On the other hand, for the evaluation and monitoring of national leprosy programs, it is recommended to include the mean time until the final outcomes in the epidemiological indicators. In addition, insert the incidence density, the use of Kaplan–Meier methods, log-rank test, Cox’s proportional hazards regression and the hazard ratio [9,10,81].

In this way, these indicators will enable the evaluation of the leprosy control program in the following aspects: (I) leprosy in contacts: will evaluate the time of services to identify new cases between household and non-household contacts; (II) relapse: it will evaluate the duration of the therapeutic regimen and the effectiveness of the treatment; (III) clinical manifestations before, during and after treatment: it will evaluate the time until the appearance of physical deformities and consequently will assess the activities of opportune and/or early detection of cases in the health services.

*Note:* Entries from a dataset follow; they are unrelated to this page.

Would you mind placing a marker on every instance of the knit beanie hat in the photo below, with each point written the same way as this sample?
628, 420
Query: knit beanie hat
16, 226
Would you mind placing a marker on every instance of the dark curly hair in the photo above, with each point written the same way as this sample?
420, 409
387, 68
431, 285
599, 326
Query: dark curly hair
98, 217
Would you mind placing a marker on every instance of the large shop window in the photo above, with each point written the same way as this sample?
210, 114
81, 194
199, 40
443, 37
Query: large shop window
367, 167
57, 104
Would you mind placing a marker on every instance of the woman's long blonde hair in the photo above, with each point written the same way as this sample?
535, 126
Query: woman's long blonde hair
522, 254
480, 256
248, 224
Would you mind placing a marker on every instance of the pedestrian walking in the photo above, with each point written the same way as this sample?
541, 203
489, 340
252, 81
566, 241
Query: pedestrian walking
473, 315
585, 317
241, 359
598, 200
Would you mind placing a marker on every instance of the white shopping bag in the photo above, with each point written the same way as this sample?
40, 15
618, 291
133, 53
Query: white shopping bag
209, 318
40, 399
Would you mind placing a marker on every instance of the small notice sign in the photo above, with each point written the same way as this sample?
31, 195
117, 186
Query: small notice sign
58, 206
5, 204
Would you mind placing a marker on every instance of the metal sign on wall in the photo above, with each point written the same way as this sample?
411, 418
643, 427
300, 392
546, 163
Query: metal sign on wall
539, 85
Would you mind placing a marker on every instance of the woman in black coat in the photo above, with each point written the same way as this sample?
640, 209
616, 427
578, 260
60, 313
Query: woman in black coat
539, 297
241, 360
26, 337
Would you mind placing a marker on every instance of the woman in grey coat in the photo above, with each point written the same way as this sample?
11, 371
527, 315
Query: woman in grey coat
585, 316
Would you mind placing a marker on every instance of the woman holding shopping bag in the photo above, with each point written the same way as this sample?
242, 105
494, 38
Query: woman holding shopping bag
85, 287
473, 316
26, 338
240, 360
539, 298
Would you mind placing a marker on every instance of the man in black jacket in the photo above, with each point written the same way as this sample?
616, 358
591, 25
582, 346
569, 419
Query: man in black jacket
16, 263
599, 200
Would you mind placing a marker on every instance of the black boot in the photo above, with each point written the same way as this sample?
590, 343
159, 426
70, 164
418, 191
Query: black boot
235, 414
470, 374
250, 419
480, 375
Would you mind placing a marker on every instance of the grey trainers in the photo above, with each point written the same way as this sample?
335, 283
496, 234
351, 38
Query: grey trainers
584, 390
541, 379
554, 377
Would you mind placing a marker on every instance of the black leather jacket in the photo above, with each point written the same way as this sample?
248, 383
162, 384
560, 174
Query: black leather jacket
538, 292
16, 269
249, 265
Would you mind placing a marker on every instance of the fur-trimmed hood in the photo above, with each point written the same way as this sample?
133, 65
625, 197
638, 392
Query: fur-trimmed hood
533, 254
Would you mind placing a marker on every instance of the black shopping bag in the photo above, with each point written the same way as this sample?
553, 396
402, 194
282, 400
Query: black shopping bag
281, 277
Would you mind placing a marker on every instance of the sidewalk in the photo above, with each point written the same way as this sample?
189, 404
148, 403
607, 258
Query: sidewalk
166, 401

These indicators described above aim to contribute to the Global Leprosy Strategy 2021–2030 by reducing the number of new cases and new cases detected with grade-2 disabilities [42]. The (I) leprosy in contacts can be an aggregate indicator in the second strategic pillar “scale up leprosy prevention alongside integrated active case detection”, and the (III) clinical manifestations before, during and after treatment can be aggregated in the third strategic pillar “manage leprosy and its complications and prevent new disability”. The (II) relapse is not addressed in the overall strategy but is a relevant indicator to evaluate drug therapy. The use of survival analysis resources has been shown to be a valuable tool for monitoring and controlling leprosy.

Regarding the quality of the analyzed articles, most of them (82.10%) are of high and medium quality. Thus, we can assume that the data extracted from them reflects the reality of the study areas. Other systematic reviews about leprosy have also included high-quality studies in their work [49,82,83]. Despite 17.9% of the studies included in our systematic review being evaluated as low-quality, it does not affect the overall standard of this research.

4.4. Limitations

Due to the heterogeneity of the study methods and the variation in mean time and incidence density, it was not possible to perform a meta-analysis of the results. As a limitation, articles in English and Portuguese were included, as the disease is found mostly in countries that mainly use these languages.

5. Conclusions

This is the first review to systematically investigate the mean time taken place until the outcomes: (I) leprosy, (II) relapse and (III) clinical manifestations before, during and after treatment. The mean time for the development of leprosy in those who were exposed was longer for those who had more than one dose of BCG. In the case of relapse, there were discrepancies between the authors regarding the mean time to this outcome; however, short periods must be given attention, as it can be mistaken with late reverse reactions. In clinical manifestations, the mean time was longer for paucibacillary patients compared to multibacillary patients. These last patients were highlighted in this review, and they need to be prioritized, given that the Global Leprosy Strategy 2021–2030 aims to interrupt the transmission of the disease. Therefore, the use of survival analysis will make it possible to evaluate national programs. In this way, it will assist in the decision-making process to face public health problems, affecting the quality of health services provided to patients affected by leprosy.